Metro-North says the service plan in place — limited bus/train service for the New Haven Line until further notice — can accommodate approximately 33% of the regular ridership on the New Haven line. Last year, 38.8 million people took a ride on the New Haven line — about 40,000 per day, according to The New York Times.
1-Hour Commute Turns Into 3
The service disruption directly impacted the line between Stamford and Grand Central Terminal, but the effects are being felt up and down the line — in crowded trains and buses, longer waits, and more congested roadways.
Take Ron Nihill, of Naugatuck, as an example.

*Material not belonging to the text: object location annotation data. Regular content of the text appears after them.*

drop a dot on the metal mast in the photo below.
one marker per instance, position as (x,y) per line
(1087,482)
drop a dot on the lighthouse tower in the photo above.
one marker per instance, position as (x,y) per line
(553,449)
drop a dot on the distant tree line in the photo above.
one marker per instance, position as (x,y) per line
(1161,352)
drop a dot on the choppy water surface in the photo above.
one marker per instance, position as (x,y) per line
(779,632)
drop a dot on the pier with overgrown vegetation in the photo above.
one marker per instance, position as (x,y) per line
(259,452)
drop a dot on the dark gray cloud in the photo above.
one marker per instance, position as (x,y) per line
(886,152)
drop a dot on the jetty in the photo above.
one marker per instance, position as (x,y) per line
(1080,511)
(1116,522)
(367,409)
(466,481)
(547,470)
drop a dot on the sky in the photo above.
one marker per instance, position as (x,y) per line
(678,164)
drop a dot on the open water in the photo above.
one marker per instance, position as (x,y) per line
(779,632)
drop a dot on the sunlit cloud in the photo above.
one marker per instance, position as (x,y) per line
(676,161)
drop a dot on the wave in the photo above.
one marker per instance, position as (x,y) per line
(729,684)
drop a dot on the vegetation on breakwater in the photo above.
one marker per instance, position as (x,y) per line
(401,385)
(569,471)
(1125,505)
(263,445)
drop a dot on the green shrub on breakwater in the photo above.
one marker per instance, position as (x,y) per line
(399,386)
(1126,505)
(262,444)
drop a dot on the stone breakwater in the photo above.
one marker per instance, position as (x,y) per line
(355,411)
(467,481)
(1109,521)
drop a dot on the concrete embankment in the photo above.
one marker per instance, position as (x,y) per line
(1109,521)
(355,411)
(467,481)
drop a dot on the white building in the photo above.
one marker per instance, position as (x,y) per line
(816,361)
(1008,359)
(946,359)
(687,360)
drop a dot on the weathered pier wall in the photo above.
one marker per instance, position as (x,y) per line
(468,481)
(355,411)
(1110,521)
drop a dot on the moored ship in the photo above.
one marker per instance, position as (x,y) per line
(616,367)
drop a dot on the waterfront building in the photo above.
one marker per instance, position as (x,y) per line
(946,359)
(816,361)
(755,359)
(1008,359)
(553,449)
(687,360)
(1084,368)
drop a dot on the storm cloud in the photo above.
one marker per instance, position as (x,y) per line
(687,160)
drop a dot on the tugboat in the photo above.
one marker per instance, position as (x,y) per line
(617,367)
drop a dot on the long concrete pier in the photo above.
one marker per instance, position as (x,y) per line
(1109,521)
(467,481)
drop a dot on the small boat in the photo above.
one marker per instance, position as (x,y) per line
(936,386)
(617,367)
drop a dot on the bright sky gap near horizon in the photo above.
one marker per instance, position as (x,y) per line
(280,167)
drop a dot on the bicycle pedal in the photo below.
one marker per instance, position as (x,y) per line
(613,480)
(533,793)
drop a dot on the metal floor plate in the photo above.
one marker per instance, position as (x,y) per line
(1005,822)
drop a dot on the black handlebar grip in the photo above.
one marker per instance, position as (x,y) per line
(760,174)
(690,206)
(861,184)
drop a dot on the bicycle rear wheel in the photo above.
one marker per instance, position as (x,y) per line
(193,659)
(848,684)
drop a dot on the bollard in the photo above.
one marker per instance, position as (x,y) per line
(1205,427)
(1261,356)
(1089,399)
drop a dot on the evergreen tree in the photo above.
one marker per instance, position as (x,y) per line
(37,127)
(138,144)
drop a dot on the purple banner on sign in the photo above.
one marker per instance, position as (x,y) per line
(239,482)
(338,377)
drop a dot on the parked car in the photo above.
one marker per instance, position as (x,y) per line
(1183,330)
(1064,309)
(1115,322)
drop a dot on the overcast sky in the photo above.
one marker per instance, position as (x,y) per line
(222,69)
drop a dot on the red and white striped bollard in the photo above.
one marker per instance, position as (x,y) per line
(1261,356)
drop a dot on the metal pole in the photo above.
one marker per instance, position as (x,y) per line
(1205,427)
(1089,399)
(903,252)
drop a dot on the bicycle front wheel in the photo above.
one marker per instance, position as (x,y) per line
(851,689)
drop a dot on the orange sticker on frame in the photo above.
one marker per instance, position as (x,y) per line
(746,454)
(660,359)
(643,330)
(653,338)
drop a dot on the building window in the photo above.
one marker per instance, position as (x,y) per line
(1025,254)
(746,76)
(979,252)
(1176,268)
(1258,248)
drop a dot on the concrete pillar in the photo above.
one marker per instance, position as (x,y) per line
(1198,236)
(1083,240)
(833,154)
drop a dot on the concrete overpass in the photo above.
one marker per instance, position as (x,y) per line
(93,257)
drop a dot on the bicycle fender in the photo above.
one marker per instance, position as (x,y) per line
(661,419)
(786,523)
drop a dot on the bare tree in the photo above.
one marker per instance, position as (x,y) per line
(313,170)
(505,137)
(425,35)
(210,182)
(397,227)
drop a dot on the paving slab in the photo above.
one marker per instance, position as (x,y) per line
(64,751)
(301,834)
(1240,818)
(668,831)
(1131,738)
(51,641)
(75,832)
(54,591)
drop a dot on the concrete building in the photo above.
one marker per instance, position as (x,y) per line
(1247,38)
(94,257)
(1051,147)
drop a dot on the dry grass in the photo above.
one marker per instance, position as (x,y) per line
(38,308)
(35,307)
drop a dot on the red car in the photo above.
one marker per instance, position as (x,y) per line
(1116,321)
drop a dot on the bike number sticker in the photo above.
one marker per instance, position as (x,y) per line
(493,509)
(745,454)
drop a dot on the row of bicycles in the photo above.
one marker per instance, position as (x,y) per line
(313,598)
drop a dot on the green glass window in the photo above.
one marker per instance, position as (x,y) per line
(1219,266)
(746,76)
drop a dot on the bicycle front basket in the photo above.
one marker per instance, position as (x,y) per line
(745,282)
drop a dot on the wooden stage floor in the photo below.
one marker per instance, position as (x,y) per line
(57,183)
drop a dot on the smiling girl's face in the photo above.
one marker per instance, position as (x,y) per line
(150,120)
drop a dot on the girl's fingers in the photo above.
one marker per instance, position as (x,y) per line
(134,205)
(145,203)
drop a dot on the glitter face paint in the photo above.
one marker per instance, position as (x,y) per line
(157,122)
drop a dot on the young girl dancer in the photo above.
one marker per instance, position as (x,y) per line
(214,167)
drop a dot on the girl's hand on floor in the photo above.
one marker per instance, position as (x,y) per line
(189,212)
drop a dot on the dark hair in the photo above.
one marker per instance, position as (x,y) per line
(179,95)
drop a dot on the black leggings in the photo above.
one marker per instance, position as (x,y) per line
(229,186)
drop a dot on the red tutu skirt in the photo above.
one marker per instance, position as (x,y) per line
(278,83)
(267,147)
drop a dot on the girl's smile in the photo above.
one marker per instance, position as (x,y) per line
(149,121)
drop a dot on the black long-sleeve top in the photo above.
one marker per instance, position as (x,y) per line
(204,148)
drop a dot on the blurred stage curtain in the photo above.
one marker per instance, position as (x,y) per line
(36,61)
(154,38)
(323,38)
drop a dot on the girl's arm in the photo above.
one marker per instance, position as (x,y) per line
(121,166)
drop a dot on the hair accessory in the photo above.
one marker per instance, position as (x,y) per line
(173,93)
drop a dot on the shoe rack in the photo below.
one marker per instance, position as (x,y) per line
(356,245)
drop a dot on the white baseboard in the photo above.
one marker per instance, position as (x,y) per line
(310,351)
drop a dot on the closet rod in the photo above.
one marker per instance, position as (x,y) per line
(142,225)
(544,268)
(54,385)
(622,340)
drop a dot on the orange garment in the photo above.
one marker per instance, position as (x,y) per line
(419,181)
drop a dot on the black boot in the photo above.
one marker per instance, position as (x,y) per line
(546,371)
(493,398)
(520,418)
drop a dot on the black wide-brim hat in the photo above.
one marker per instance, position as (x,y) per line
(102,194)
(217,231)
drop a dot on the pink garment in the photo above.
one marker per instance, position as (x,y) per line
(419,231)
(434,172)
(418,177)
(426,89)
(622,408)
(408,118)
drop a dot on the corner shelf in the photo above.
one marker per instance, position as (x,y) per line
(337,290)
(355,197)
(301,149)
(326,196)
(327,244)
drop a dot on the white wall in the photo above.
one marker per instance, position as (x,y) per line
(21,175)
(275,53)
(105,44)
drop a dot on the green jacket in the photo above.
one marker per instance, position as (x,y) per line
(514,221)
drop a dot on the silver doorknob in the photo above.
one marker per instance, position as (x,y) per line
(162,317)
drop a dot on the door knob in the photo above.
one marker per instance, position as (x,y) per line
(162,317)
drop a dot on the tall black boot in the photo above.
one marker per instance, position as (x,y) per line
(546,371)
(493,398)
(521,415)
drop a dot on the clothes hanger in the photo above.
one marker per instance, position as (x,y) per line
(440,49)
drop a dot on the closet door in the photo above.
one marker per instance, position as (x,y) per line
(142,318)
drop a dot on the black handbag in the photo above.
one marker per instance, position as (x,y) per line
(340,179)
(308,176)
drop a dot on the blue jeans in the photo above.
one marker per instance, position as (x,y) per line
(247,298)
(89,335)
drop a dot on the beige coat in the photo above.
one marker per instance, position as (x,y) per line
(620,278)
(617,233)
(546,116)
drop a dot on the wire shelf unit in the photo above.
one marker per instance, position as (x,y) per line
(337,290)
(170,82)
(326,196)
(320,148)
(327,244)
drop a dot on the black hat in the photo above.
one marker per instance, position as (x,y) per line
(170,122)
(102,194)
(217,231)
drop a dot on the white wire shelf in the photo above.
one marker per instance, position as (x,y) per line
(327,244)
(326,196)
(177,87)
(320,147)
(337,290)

A retired Connecticut State Trooper Sergeant who now works for the People’s Court reality TV show in Stamford, Nihill commutes to that city three days a week.
On Wednesday, it took him three hours and 10 minutes to drive from Stamford to Naugatuck — a trip that normally takes 45 minutes to an hour, depending on traffic.
“Anybody who knows Fairfield County knows that you cannot travel from Bridgeport to Stamford on I-95 after 6 a.m.,” he said. “You can, but it’s much heavier traffic, so you have to try to get out a little earlier. Yesterday, I did, but it still took me that long.”
On Thursday, he decided to give the train a shot. He drove to Bridgeport and took a train directly to Stamford, where the platform was packed with commuters standing shoulder-to-shoulder.
“It definitely shows how much people rely on the rail system in Connecticut,” he said.
— Patch Editor Paul Singley contributed to this report.